Moments later, as the back-and-forth continued, Rizzo said: “It’s kind of an individual thing with certain people. I don’t want you to know what I make or how many years I have. Davey doesn’t want you to know. And I think that it’s only fair … when people don’t want certain information out there, that we don’t give it.”

There were some calling for Martinez to lose his job last season when Washington got off to a 19-31 start. But Rizzo stood by his manager, and the team eventually turned things around, going 74-38 the rest of the way to reach the playoffs as an NL wild-card team.
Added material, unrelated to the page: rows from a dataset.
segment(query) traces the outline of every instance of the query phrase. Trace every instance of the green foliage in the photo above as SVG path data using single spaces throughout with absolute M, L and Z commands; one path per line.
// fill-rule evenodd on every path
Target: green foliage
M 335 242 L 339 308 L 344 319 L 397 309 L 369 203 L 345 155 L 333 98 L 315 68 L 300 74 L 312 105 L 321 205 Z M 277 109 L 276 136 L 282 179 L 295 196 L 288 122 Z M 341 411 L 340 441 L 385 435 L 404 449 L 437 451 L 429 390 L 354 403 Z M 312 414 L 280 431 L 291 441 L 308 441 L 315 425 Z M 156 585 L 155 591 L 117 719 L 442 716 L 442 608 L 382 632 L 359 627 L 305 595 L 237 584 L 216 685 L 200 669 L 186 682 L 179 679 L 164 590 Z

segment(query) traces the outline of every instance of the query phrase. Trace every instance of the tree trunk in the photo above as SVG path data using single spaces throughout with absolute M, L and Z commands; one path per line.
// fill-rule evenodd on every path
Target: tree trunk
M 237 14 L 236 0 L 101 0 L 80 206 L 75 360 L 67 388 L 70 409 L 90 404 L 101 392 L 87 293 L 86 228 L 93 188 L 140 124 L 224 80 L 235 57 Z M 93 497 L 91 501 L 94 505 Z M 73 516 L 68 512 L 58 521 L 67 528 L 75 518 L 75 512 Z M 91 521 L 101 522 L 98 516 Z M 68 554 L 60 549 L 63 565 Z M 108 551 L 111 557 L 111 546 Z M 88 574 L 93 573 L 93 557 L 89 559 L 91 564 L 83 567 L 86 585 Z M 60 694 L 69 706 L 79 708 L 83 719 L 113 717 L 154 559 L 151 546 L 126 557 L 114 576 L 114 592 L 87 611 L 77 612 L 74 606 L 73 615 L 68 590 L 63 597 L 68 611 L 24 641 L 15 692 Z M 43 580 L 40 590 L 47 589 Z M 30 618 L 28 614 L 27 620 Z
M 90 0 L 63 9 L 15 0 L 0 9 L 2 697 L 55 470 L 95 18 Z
The Nationals then beat the Milwaukee Brewers, Los Angeles Dodgers and St. Louis Cardinals to reach the World Series, where they beat the Houston Astros in Game 7.

Washington joined the 1914 Boston Braves as the only teams in major league history to win a World Series after being 12 games below .500 during a season.

“Everything from Day 1 to where he’s gotten to now, he’s grown so much. He’s really become one of my favorite managers of all,” three-time Cy Young Award winner Max Scherzer said after helping Washington win Saturday’s opener of a doubleheader against the New York Mets. “Davey really understands how to manage a clubhouse, manage a team. We saw it in the postseason. He knows how to push the right buttons when everything is on the line.”